Anteayer terminaron las fiestas de mi parroquia y todavía estoy destrozado. Hay que dormir poco, correr mucho, estar pendiente de muchos detalles, y cada día tiene su afán. Espero que hoy pueda dormir más de cuatro horas y me recupere entes de empezar la Cuaresma. Y antes de marcharme a dar un largo y profundo abrazo a mi almohada, me enfrento con esta hoja (virtual), pero completamente blanca. Hace justamente un mes que no escribo ningún comentario, y da cierto miedo el ponerse a teclear. ¿Qué puedo decir esta vez? Llevo encomendándolo todo el día, desde que ayer por la mañana leí las lecturas de hoy, especialmente en la Misa, y he decidido dejar a un lado mis temores de que me salga mal, y acercarme al temor de Dios.

“Hijo mío, cuando te acerques al temor de Dios, prepárate para las pruebas; mantén el corazón firme, sé valiente, no te asustes en el momento de la prueba ; pégate a él, no lo abandones, y al final serás enaltecido.” Como tantas veces recurro al diccionario y leo: “Temor de Dios: Miedo reverencial y respetuoso que se debe tener a Dios. Es uno de los dones del Espíritu Santo.” ¿Se puede tener miedo de Dios? ¿Es que Dios va a asustarnos? Podríamos pensar en principio que eso es difícil, nos hemos acostumbrado muy rápido a la idea de un Dios bonachón, compasivo, con larga barba blanca de abuelito. Pero Dios no es una idea, Dios Es, es el que Es, así con mayúsculas. Es mucho más real que cualquiera de nosotros, si me permitís hablar así. Por eso cuando nos encontremos con Dios no nos vamos a encontrar con nuestra idea de Dios, sino con Aquel que es. Y yo, sinceramente, creo que me asustaré. Veré tanto amor, al mismo y auténtico Amor, y lo poco que yo he amado, que sentiré temor y vergüenza. Cuántas veces ante la prueba me he despegado de Dios, me he buscado a mí mismo, me he hecho víctima y me tengo tanta compasión, que me olvido que la verdadera víctima es Cristo, que el que se compadece de mi es el Señor, nuestro Padre, y que el Espíritu Santo sigue tan pegado a mi alma como el chicle de un niño en los bajos de su pupitre.

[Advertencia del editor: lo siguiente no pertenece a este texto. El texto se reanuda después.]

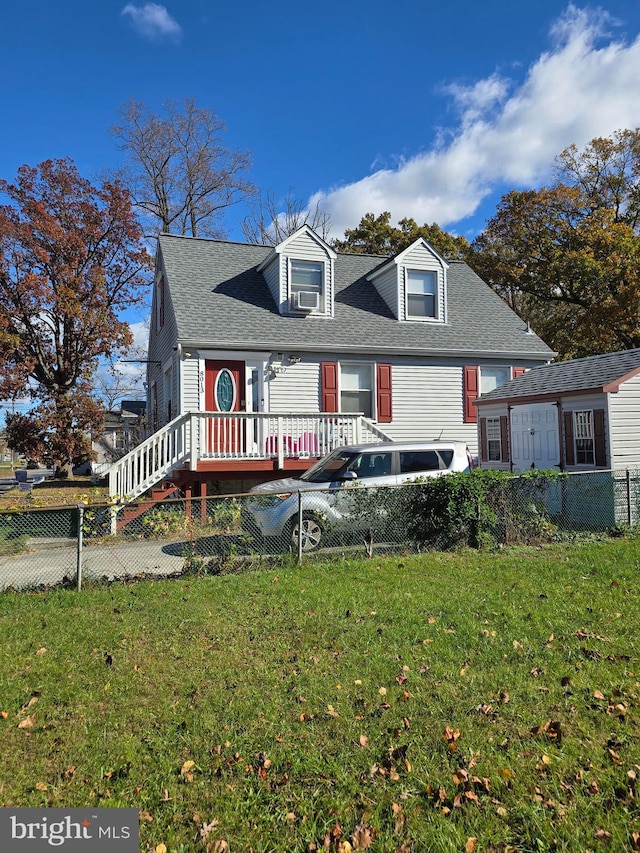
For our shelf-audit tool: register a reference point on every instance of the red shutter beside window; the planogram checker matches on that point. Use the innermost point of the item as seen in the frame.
(598, 435)
(329, 391)
(383, 390)
(505, 455)
(470, 394)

“Acepta cuanto te suceda, aguanta enfermedad y pobreza, porque el oro se acrisola en el fuego, y el hombre que Dios ama, en el horno de la pobreza. Confía en Dios, que él te ayudará; espera en él, y te allanará el camino.” Esto no es resignación, ni aguantarse con lo que nos pase. Es amar la voluntad de Dios en mi vida. Si es pobreza, pobreza, pues entonces descubrimos nuestra auténtica riqueza, que es vivir en Gracia de Dios. Si es enfermedad, enfermedad, y nos abrazaremos a la auténtica salud que es la del alma. Por supuesto hay que cuidarse y no hay que derrochar, pero no podemos aferrarnos a nuestros bienes y olvidar los verdaderos Bienes. Así, poco a poco, descubriremos lo que Dios nos ama y por qué nos ama. No busca en nosotros más que lo que nosotros buscamos en un crío, “El que acoge a un niño como éste en mi nombre me acoge a mí; y el que me acoge a mi no me acoge a mí, sino al que me ha enviado.” Un niño basta con que nos haga sonreír con algún gesto espontáneo, o que se comporte como lo que es, sin falsedad ni apariencias. Dios nos quiere igual, no busca que le demos nada, simplemente que descubramos que nos quiere, ¡y nos quiere tanto!.

“El Hijo del hombre va a ser entregado en manos de los hombres, y lo matarán; y, después de muerto, a los tres días resucitará.” Lo hemos oído tantas veces que nos hemos acostumbrado a lo terrible de estas palabras. Y esta fue la primera predicación de los apóstoles. Es terrible el amor que Dios nos tiene, es tan grande que quien no tiemble ante ese amor es un inconsciente o un cínico. Pero le pido a Dios que cuando estemos ante Dios, temblando de pies a cabeza, tengamos la “cobardía” de correr a refugiarnos en Él y no seamos tan “valientes” de marcharnos en dirección contraria.

“Porque el Señor es clemente y misericordioso, perdona el pecado y salva del peligro.” Mañana comenzamos la Cuaresma, será bueno que pidamos un poco más de temor de Dios, que lloremos por nuestros pecados y nuestra falta de amor y hagamos cuanto antes una buena confesión, y después, temblando como una hoja, agarremos la mano de María y le pidamos cada día al Señor: “Ayúdame a quererte cada día un poco más”.